And so it happens, Labor Day comes and goes and Mother Nature seems to know we are finished with our beach rentals; pool memberships are being considered again for next year, and everyone is back to work in earnest. Even my garden has gotten the note – cucumbers are petering out and the tomato branches are showing signs of exhaustion. However, it is the crimson display of my pineapple sage that signals the seasonal shift for me. All summer long this abundantly, aromatic garden sentinel perfumes my iced teas, and offers a bit of magic to my husk tomato pie. I have been seen just nuzzling up against it for a sweet smelling hit.
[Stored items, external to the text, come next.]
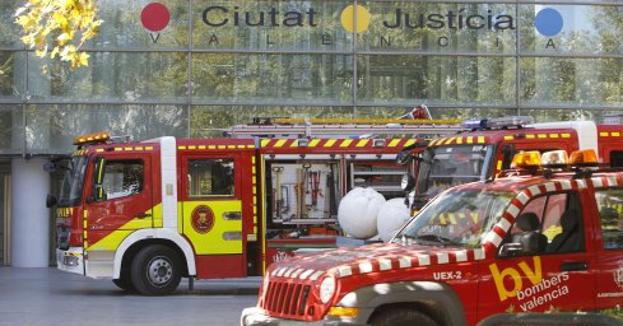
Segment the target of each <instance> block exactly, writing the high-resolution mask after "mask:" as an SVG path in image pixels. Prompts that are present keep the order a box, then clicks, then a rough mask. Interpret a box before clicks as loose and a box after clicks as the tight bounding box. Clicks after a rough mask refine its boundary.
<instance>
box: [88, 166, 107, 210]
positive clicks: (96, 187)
mask: <svg viewBox="0 0 623 326" xmlns="http://www.w3.org/2000/svg"><path fill="white" fill-rule="evenodd" d="M105 164H106V160H105V159H104V158H103V157H97V158H96V159H95V169H93V171H94V173H93V191H92V193H91V196H89V198H87V199H88V201H89V202H96V201H102V200H106V194H105V192H104V186H103V185H102V183H103V181H104V165H105Z"/></svg>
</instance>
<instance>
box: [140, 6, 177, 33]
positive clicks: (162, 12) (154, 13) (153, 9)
mask: <svg viewBox="0 0 623 326" xmlns="http://www.w3.org/2000/svg"><path fill="white" fill-rule="evenodd" d="M170 20H171V13H170V12H169V9H168V8H167V7H166V6H165V5H163V4H161V3H158V2H152V3H150V4H148V5H147V6H145V8H143V11H142V12H141V22H142V23H143V26H144V27H145V28H146V29H148V30H149V31H150V32H154V33H157V32H160V31H161V30H163V29H164V28H165V27H167V25H169V21H170Z"/></svg>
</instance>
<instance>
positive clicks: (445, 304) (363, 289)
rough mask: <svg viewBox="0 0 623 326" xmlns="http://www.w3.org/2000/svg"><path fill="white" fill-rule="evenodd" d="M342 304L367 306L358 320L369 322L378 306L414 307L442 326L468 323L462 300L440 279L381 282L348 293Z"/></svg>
mask: <svg viewBox="0 0 623 326" xmlns="http://www.w3.org/2000/svg"><path fill="white" fill-rule="evenodd" d="M338 306H342V307H359V308H364V309H362V310H361V311H362V312H364V311H365V313H364V314H363V315H362V316H359V317H358V318H357V319H358V320H359V321H361V322H364V323H367V322H369V321H370V318H371V317H373V316H374V314H375V313H376V312H378V311H379V309H387V308H388V307H395V306H401V307H405V306H406V307H411V308H414V309H415V310H419V311H421V312H422V313H426V314H427V315H429V316H430V317H431V318H433V319H435V321H437V322H439V323H440V324H443V325H456V326H463V325H467V320H466V318H465V312H464V309H463V303H462V302H461V300H460V299H459V297H458V296H457V295H456V293H455V292H454V290H452V288H451V287H450V286H448V285H446V284H443V283H437V282H425V281H422V282H396V283H380V284H375V285H371V286H367V287H364V288H360V289H357V290H355V291H353V292H350V293H348V294H346V295H345V296H344V297H343V298H342V299H341V300H340V302H339V304H338Z"/></svg>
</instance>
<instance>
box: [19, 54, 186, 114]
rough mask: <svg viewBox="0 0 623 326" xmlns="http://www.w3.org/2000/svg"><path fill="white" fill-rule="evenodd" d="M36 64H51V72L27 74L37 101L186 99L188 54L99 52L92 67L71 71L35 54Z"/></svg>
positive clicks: (32, 72) (57, 64)
mask: <svg viewBox="0 0 623 326" xmlns="http://www.w3.org/2000/svg"><path fill="white" fill-rule="evenodd" d="M29 60H31V61H32V62H33V65H35V66H38V67H41V66H40V65H42V64H48V70H49V72H48V73H47V74H42V72H41V69H38V68H37V67H33V68H31V69H30V70H29V72H28V81H29V83H30V84H31V85H32V90H31V93H32V95H33V98H35V99H46V100H51V99H64V100H68V99H73V100H88V101H94V100H105V101H124V102H133V101H137V100H175V99H180V98H186V96H187V84H188V54H186V53H182V52H179V53H157V52H147V53H132V52H96V53H92V54H91V58H90V59H89V66H88V67H83V68H80V69H79V70H71V69H69V68H67V67H66V65H65V64H64V63H61V62H59V61H54V62H47V61H42V60H41V59H39V58H35V57H34V56H33V55H30V56H29Z"/></svg>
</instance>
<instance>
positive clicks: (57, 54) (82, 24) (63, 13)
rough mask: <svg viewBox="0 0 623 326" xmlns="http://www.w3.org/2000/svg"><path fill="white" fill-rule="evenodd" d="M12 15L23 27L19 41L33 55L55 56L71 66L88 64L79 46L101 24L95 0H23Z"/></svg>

The profusion of flowers that erupts from it this time of year is a siren’s call to hummingbirds as well as myself. I guiltily snip the flower heads knowing I am stealing a beak full of nectar from a creature that is fueling up in order to successfully make it back to its winter home. But those darn flowers are so seductive –
I have tossed them into an evening’s salad along with nasturtiums, rose petals and Johnny Jump-ups for an ethereal first course and buried them in layers of sugar in an effort to preserve them. Since I cut the plant back before the first frost hits, and have it winter under an insulation of hay I have no need to allow the flowers to go to seed. It is tragic that summer must end for I would gladly live in a world where tomatoes are always ripening and cantaloupes engorge on their vine, but alas, life has it cycle, and what a beautiful way to signal a change.
Pineapple Sage Vinegar
2-cups pineapple sage flowers and leaves (you cannot use too much)
1-part white distilled vinegar
1-part rice vinegar
1-part coconut vinegar
In a clean glass jar place the pineapple sage, and pour over the vinegars. Cover with a tight fitting lid, and place in a cool, dark place for 6 to 8 weeks. Strain into a clean glass bottle with a tight fitting lid.